Este abismo social no es casualidad. Es, en gran parte, el resultado de décadas de abandono institucional y de una clase política que ha hecho de Cartagena un laboratorio de corrupción, nepotismo e improvisación. Basta con revisar la historia reciente: en los últimos veinte años, Cartagena ha tenido más alcaldes encargados, sancionados o destituidos que planes de desarrollo exitosos. El desfile de mandatarios ha sido una muestra de cómo el poder local ha sido manipulado por clanes políticos, contratistas y grupos económicos que ven en la administración pública una fuente de enriquecimiento, no una herramienta de transformación social.

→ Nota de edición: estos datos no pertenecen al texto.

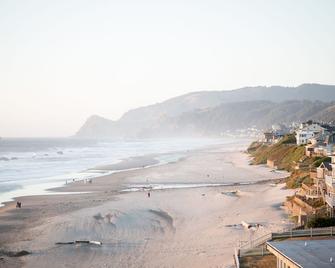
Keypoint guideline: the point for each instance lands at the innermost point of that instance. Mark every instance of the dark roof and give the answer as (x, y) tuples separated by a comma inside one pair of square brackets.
[(327, 165), (315, 253)]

Casos como los de Judith Pinedo, Manolo Duque, Campo Elías Terán, William Dau y muchos otros, reflejan las oscilaciones entre el populismo, la tecnocracia, la improvisación y el deseo frustrado de cambio. Cada nuevo alcalde promete recuperar la dignidad de la ciudad, pero pocos logran siquiera cumplir con los programas más básicos. La institucionalidad cartagenera ha sido tan frágil que la inestabilidad política se ha convertido en una constante, minando la planificación y debilitando la confianza ciudadana.
Y, sin embargo, sería injusto pintar solo con tonos grises. Cartagena también es cuna de resistencia y renovación. En los últimos años ha surgido una generación de líderes sociales, académicos, artistas, periodistas y activistas que están reclamando su derecho a una ciudad más justa, inclusiva y transparente. Iniciativas barriales, procesos de memoria afrodescendiente, propuestas culturales como el Hay Festival y movimientos juveniles por el derecho al territorio han comenzado a tejer una Cartagena más consciente de sí misma.

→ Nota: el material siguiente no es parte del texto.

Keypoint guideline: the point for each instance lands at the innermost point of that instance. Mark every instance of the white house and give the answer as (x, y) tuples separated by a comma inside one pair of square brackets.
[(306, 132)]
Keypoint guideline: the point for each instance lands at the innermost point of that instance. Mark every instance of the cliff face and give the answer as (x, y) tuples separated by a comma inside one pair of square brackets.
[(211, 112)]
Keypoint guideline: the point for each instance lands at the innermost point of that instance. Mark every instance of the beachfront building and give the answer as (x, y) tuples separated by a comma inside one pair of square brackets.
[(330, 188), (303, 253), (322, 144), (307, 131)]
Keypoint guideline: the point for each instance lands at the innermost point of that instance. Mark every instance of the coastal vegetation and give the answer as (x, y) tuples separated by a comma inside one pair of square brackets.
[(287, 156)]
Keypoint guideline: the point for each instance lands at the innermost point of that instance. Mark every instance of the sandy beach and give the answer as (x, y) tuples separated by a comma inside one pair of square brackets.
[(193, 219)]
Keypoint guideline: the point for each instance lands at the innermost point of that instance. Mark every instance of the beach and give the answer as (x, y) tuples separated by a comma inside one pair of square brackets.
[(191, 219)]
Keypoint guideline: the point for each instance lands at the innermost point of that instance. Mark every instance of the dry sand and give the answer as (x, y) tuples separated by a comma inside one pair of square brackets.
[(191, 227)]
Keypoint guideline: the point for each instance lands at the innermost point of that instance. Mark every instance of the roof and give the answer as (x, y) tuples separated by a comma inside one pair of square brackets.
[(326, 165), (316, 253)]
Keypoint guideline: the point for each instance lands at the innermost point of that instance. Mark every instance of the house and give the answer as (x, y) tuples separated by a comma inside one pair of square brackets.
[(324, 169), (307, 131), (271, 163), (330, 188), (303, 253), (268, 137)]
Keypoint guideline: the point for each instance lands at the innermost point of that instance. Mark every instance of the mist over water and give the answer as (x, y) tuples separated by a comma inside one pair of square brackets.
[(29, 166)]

Asimismo, vale reconocer que, en medio de la crisis institucional, ha habido también intentos sinceros por mejorar la gestión pública. Algunas administraciones han impulsado procesos de modernización, planes de movilidad, conservación del patrimonio y expansión de la infraestructura básica. Pero el desafío ha sido mantener la continuidad y blindar estos esfuerzos del vaivén político y la cooptación burocrática.

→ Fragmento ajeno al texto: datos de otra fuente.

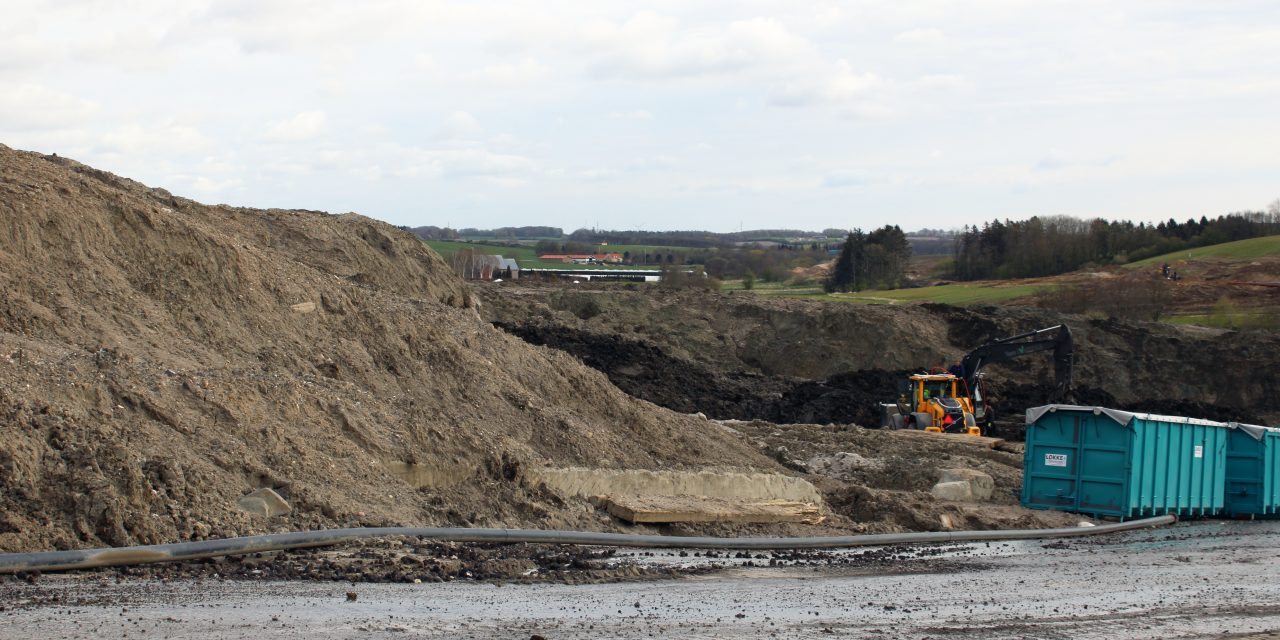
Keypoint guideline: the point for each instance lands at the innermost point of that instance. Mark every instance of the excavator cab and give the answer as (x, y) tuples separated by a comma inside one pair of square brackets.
[(949, 401)]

Cartagena está atrapada entre su glorioso pasado y su presente incierto. Es una ciudad que inspira y decepciona al mismo tiempo. Una ciudad que merece mucho más que lo que sus gobernantes le han dado, y que necesita con urgencia un pacto ciudadano que supere las divisiones y trace un rumbo común. Para ello, es imprescindible fortalecer la educación cívica, garantizar la transparencia en la contratación pública, descentralizar el desarrollo y, sobre todo, escuchar a las comunidades que han sido históricamente excluidas del proyecto urbano.
El turismo, por sí solo, no puede ser la tabla de salvación de Cartagena. Tampoco los megaproyectos inmobiliarios ni los discursos vacíos en campaña. Cartagena necesita visión, pero también ética. Necesita planificación, pero sobre todo compromiso con los más vulnerables. La ciudad que resistió ataques de corsarios y fue ejemplo de libertad en el siglo XIX, no puede seguir siendo rehén de la codicia en el siglo XXI.
Elogiar a Cartagena sin reconocer sus heridas sería superficial. Criticarla sin reconocer su grandeza, injusto. Como toda ciudad viva, Cartagena es un territorio en disputa, un proyecto inconcluso, una promesa todavía por cumplir. Y es responsabilidad de todos —gobernantes, ciudadanos y visitantes— contribuir a que su historia deje de ser un adorno turístico y se convierta en una fuente de dignidad para todos sus habitantes. Solo así podrá Cartagena reconciliar su alma partida y convertirse en la ciudad que verdaderamente merece ser.